Medya
29 Eyl 2010 08:18 Son Güncelleme: 23 Kas 2018 11:39

''O HEDİYE SAATLER BİR YERE DE KALDIRILAMAZ 'MUKADDES EMANETTİR' ÇÜNKÜ!''

Fethullah Gülen ile Pensilvanya'daki çiftliğinde görüşen 4 gazeteciye hediye edilen saatler tartışma konusu oldu.

Bizim avanta saatler...

Cüneyt Özdemir’in tekrar tekrar verilen ’Gazetecilik başarısı’ anonslarını izledik. Merak edip, beşN birK’nın başına çöktük. ’Pensilvanya’daki Çiftlik’ten ne yeni bir ses ne görüntü vardı. Hoca’nın günlük gezilerinden biri ’Ayıp olmasın diye’ Cüneyt’in eline tutuşturulmuş. Maceranın iki mağduru, Ferhat Boratav ile Bejan Matur stüdyoda ’Osmanlı Tarihi’nin kadrolu anlatıcıları’ konumundaydı. Nasıl şiştiklerini gölgeleme gayretine girdiler.

Hediye saat ve kalemler konusunu sonradan öğrendik. Bunların üstünde ’Fethullah Gülen’ imzasının olması ayrıcalık mıydı? Kimilerine göre ’Mukaddes Emanetler’e dahil edilecek cinstendi. Tabii düşünceler farklı olabilir. Ziyaretçi gazetecileri, yakında namaza başlayıp, Umre’de görürsek şaşırmayacağız. Hepsinin iş garantisi de sağlandı. STV, STV Haber, Ülke TV ya da Zaman, Aksiyon emirlerinde. Hatta Kanal TÜRK, Bugün TV ve kardeş gazetelerde ’Ömür boyu maaş garantisi’ mevcut.

...
Bir tarafa bindirirken, ’Kendi kirli çamaşırlarımızı atlamayalım’. 1985 yılında Saddam Hüseyin’in saat verdikleri arasındaydık. İsviçre yapımı. Altın özelliği yok. Candino marka ve hala dakik, çalışıyor. İki Telmaşa -Dandik- var ki, hediye edenler, iki dev holdingin patronuydu. Sakıp Sabancı merhumunki kol saati. Üstünde hem imzası hem resmi var.
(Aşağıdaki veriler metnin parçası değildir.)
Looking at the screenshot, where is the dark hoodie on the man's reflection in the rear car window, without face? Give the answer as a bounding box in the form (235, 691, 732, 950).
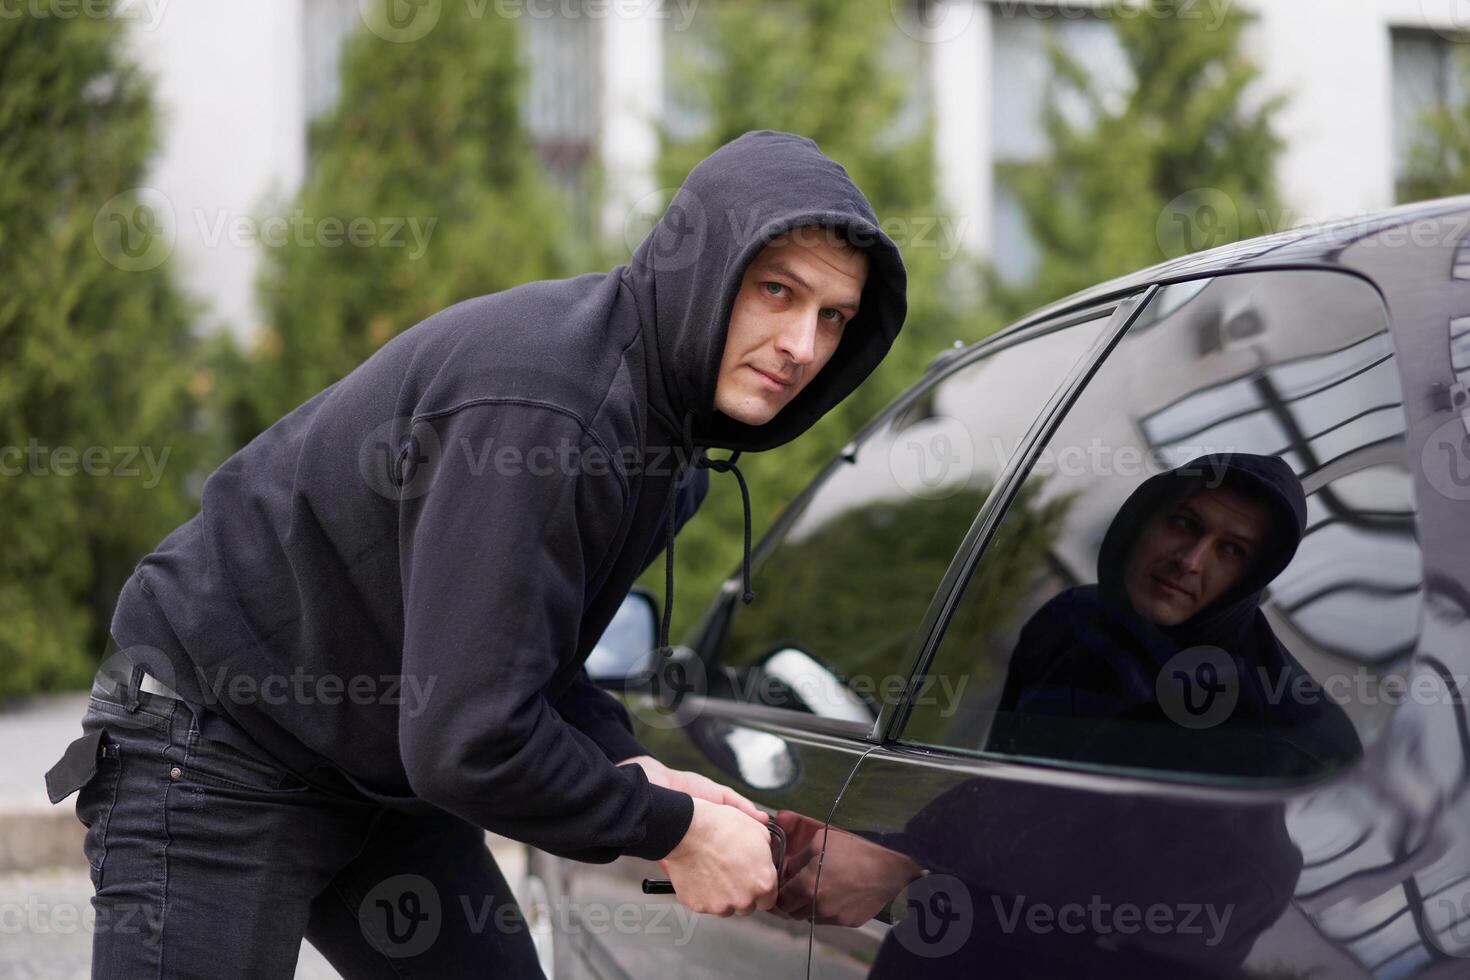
(989, 453, 1361, 777)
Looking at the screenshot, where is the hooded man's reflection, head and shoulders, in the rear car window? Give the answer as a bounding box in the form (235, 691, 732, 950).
(988, 453, 1361, 776)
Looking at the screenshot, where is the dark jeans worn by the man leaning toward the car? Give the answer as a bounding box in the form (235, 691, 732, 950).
(47, 669, 542, 980)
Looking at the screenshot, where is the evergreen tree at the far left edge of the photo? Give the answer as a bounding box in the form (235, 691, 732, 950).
(0, 0, 210, 698)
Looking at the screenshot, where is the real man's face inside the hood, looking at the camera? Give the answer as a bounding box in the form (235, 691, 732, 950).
(714, 228, 867, 425)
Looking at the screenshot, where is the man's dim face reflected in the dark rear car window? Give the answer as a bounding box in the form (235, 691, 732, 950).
(1123, 486, 1270, 626)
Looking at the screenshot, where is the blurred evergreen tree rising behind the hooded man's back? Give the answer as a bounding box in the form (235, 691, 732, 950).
(221, 4, 576, 442)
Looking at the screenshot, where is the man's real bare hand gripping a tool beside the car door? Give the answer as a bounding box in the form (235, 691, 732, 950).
(659, 798, 776, 915)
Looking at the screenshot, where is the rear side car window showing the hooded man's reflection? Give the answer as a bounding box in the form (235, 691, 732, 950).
(903, 270, 1421, 782)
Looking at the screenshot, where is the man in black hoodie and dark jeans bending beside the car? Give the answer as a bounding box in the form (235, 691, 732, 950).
(47, 132, 906, 977)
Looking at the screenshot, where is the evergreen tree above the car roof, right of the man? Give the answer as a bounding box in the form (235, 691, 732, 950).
(992, 0, 1282, 316)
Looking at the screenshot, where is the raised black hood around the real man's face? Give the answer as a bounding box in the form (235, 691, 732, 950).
(625, 131, 907, 453)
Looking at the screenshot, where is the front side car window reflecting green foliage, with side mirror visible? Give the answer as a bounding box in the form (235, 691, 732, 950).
(704, 310, 1110, 732)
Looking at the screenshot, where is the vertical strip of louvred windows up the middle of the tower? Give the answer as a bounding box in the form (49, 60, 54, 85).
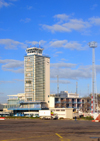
(35, 56, 45, 101)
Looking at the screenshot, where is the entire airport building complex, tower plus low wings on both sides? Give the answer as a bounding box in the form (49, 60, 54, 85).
(0, 47, 91, 115)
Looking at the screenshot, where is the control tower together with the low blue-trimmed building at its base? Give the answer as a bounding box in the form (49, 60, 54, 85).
(1, 47, 50, 115)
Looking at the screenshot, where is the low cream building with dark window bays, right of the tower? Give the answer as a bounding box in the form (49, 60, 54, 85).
(49, 91, 82, 110)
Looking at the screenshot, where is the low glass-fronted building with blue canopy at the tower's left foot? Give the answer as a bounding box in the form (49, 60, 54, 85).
(7, 93, 48, 116)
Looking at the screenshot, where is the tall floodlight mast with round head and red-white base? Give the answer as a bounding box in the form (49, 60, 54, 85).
(88, 41, 97, 113)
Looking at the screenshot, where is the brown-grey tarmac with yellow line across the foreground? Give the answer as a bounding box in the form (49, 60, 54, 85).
(0, 119, 100, 141)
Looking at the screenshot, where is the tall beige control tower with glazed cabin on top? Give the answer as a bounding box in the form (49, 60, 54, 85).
(24, 47, 50, 104)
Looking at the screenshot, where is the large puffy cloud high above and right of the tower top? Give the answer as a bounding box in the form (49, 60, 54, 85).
(41, 14, 92, 33)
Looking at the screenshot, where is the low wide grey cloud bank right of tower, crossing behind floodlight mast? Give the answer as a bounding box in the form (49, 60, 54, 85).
(51, 65, 100, 80)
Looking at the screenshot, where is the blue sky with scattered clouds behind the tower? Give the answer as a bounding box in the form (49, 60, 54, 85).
(0, 0, 100, 103)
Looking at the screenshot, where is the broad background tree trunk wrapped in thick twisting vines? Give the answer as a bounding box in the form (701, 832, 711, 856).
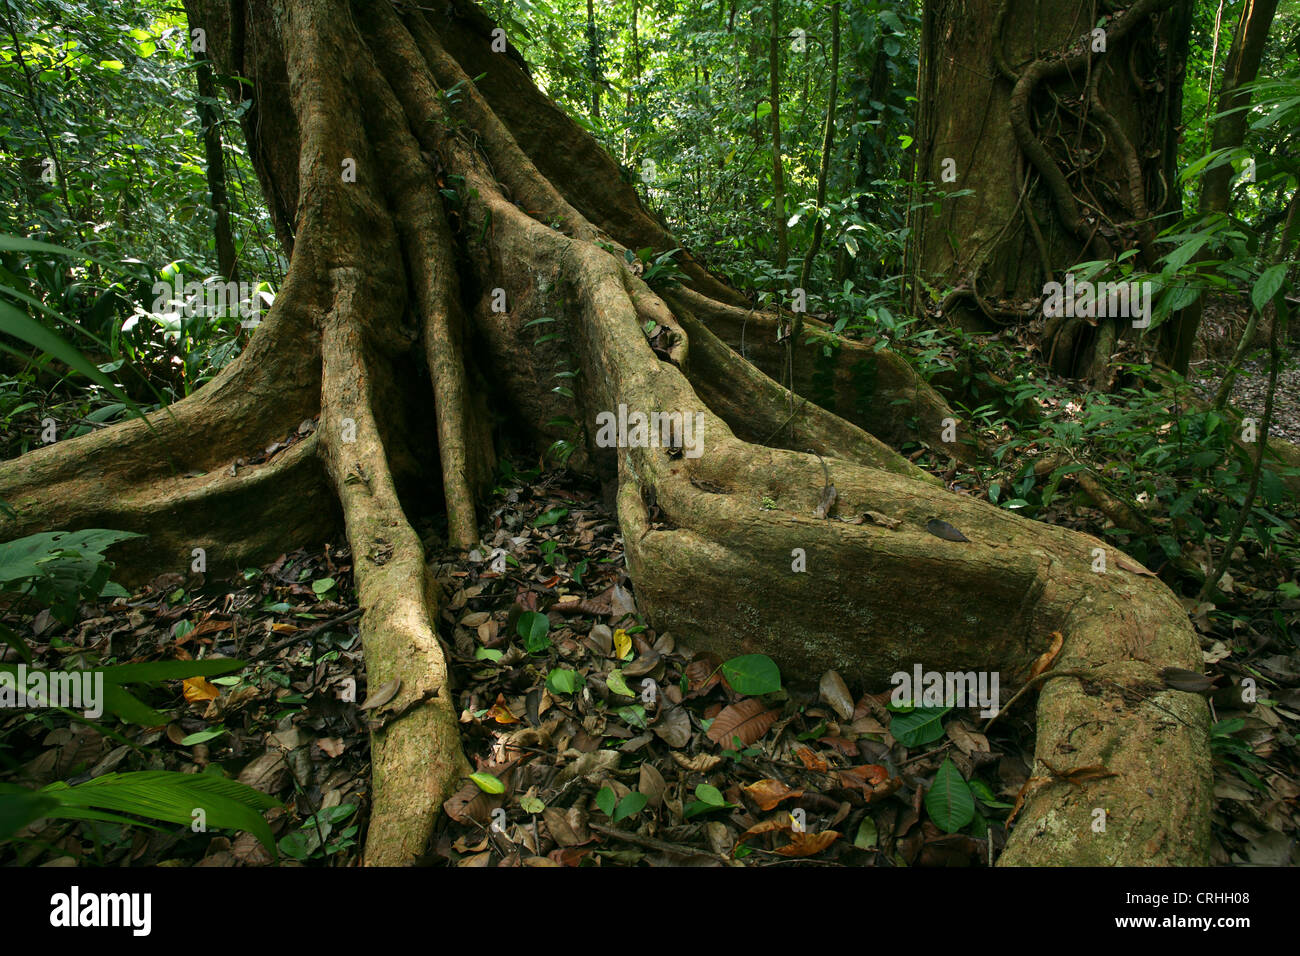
(913, 0, 1191, 386)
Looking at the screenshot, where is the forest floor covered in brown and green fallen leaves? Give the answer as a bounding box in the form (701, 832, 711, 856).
(0, 447, 1300, 866)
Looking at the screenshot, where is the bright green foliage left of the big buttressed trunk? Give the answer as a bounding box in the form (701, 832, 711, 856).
(0, 0, 285, 450)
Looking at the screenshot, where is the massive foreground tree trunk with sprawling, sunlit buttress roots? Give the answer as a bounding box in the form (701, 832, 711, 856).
(0, 0, 1209, 864)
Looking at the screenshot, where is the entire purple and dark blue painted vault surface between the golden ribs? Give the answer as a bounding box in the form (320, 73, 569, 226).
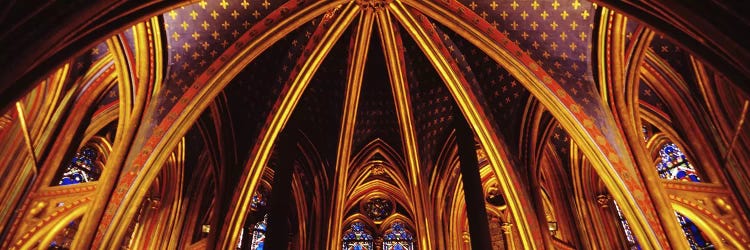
(153, 0, 601, 181)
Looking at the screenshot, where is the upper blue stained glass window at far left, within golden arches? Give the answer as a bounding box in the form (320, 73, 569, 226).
(57, 147, 102, 186)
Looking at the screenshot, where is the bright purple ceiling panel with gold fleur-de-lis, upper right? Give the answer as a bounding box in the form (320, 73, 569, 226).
(461, 0, 632, 148)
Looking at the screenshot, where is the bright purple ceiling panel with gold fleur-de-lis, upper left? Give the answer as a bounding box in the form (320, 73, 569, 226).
(159, 0, 283, 123)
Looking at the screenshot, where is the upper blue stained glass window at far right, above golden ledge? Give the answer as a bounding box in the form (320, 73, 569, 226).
(656, 143, 700, 182)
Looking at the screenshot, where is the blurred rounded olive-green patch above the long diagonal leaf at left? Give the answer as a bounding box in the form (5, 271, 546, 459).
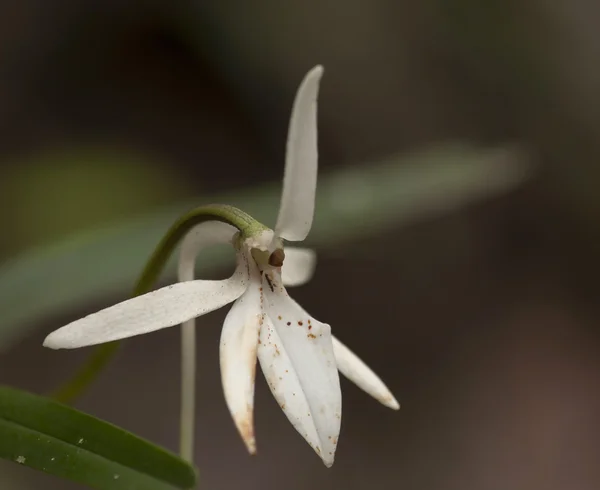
(0, 146, 185, 250)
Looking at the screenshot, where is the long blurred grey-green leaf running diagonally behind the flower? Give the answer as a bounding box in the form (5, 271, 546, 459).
(0, 145, 530, 347)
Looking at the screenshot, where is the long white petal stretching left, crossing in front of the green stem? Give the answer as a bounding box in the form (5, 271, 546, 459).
(44, 259, 248, 349)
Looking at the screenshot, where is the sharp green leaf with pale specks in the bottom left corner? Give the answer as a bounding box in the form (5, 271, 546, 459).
(0, 386, 196, 490)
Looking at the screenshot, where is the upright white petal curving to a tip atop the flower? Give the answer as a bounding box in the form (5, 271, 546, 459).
(275, 66, 323, 241)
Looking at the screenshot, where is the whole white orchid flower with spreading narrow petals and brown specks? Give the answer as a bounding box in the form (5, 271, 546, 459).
(44, 66, 399, 466)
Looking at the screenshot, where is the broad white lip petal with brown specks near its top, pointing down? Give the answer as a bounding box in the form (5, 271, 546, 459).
(258, 274, 342, 466)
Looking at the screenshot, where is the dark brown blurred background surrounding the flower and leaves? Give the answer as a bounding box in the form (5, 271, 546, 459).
(0, 0, 600, 490)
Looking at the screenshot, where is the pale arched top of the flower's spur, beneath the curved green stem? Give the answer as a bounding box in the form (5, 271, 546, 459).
(178, 221, 237, 281)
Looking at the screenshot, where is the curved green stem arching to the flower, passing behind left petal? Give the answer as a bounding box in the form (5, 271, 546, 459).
(53, 204, 267, 403)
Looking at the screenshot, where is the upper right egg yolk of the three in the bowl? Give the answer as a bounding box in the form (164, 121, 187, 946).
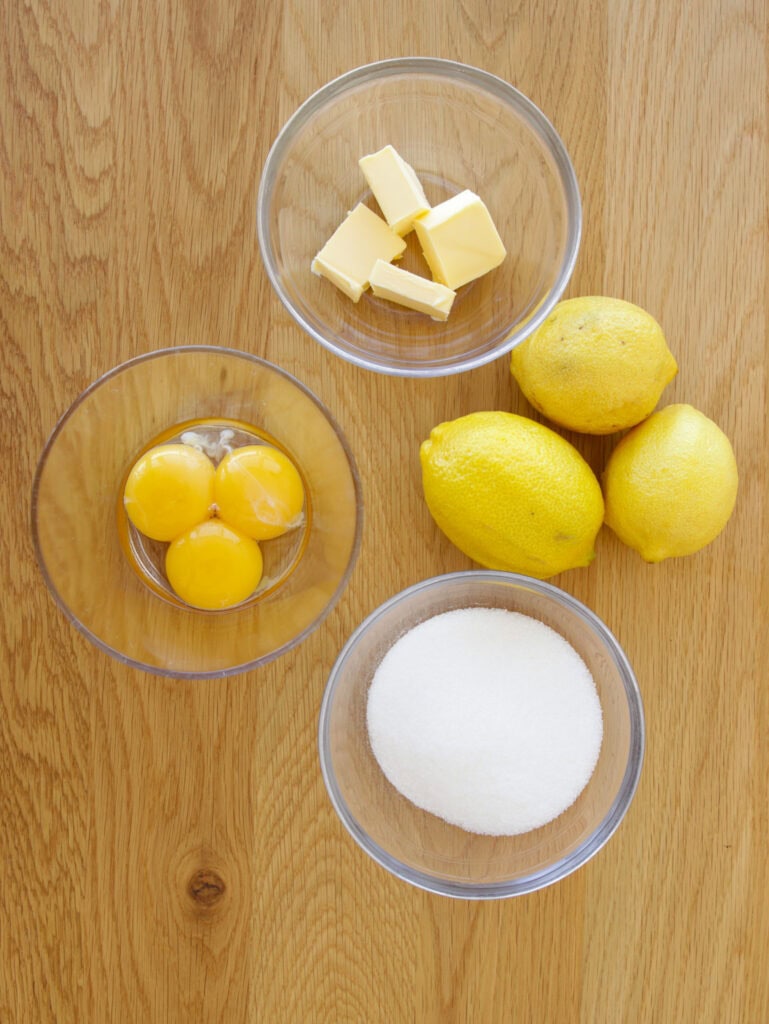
(214, 444, 304, 541)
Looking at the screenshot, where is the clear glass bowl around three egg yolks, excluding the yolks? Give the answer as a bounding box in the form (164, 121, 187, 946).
(32, 346, 361, 678)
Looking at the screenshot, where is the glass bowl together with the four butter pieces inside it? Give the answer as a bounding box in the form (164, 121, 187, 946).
(257, 57, 582, 377)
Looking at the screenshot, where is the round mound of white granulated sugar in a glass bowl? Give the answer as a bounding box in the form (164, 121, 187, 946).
(367, 608, 603, 836)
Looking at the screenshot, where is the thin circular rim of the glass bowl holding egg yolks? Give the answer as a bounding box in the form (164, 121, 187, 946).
(30, 345, 364, 680)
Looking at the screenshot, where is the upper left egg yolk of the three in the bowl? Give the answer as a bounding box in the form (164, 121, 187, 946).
(123, 444, 215, 541)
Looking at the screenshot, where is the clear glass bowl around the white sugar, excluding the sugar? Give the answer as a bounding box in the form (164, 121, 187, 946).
(318, 570, 644, 899)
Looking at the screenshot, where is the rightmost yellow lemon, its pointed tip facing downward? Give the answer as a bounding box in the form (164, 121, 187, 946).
(603, 406, 737, 562)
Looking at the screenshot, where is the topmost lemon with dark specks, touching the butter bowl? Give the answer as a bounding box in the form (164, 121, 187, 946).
(510, 296, 678, 434)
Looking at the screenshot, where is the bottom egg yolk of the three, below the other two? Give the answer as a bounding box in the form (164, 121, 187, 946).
(166, 519, 263, 609)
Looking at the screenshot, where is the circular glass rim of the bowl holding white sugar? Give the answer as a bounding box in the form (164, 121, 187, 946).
(317, 569, 646, 900)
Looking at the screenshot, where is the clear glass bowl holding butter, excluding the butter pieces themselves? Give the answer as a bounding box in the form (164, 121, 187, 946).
(257, 57, 582, 377)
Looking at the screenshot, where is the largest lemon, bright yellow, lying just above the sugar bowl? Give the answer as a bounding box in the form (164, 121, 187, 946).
(420, 412, 603, 580)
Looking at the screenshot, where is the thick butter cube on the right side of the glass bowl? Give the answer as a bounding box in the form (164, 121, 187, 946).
(414, 189, 507, 289)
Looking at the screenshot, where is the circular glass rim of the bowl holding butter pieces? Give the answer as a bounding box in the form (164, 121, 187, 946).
(256, 56, 583, 378)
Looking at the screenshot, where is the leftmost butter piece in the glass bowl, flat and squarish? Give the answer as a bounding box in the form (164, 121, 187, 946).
(311, 203, 405, 302)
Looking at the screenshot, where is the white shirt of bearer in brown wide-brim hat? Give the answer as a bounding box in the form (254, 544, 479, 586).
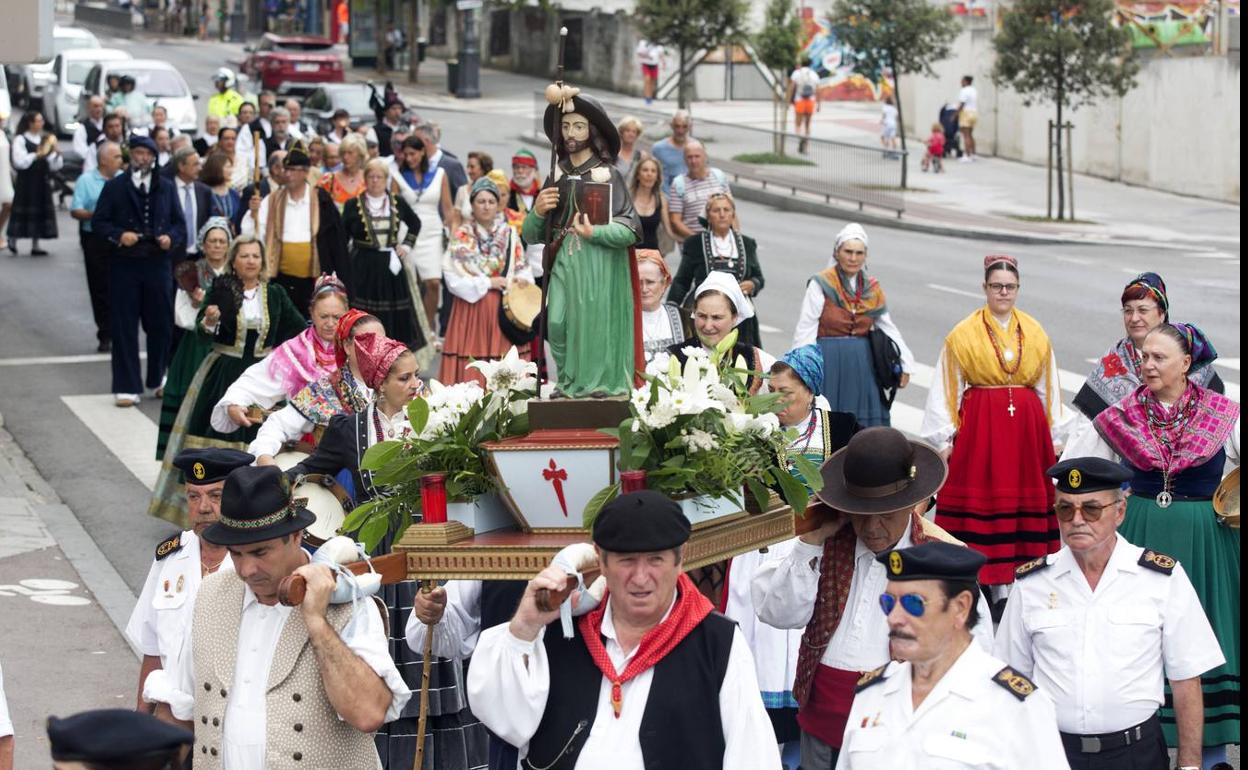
(750, 524, 992, 671)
Bir ay dayanamadı. Uzakdoğu yapımı. Tamirciye götürdüğümüzde telmaşanın ne anlama geldiğini öğrendik;  ’Kaldır at’.

Bu konuda şahitlerimizden biri gazeteci arkadaşımız Kemal Önder’dir. Aynı akıbeti o da yaşadı. Gelelim Vehbi Bey’inkine. Sayın Koç’u bir Migros yayınımızdan ötürü kızdırdık. Genel Müdürü’nü alıp, geldi. Boncuk gözleriyle önce fırçaladı. Sonra barışıp, imzasını taşıyan duvar saati armağan etti. Bu daha uzun ömürlü çıktı. Yaklaşık iki sene sonra durdu. Pilini değiştirdik yine ’Tık yoktu’. Sakıp Ağa’nınkini koyduğumuz kiler-ardiyeye yerleştirdik. Yani bizimkilerin dini değeri yok. Eğer olsaydı yanmıştık. Bozukları bile baş seviyemizin üstünde taşıyacaktık.

...
Son notumuz ekranların yakışıklısı Özdemir’e. Aramız bozuldu ama -Atışmak gibi olmasın-, yeni kaleminin markasını merak ediyoruz. Yanında hokkası var mı? Kızgınlığı geçtiyse arayabilir. Devam ediyorsa, mesaj atabilir.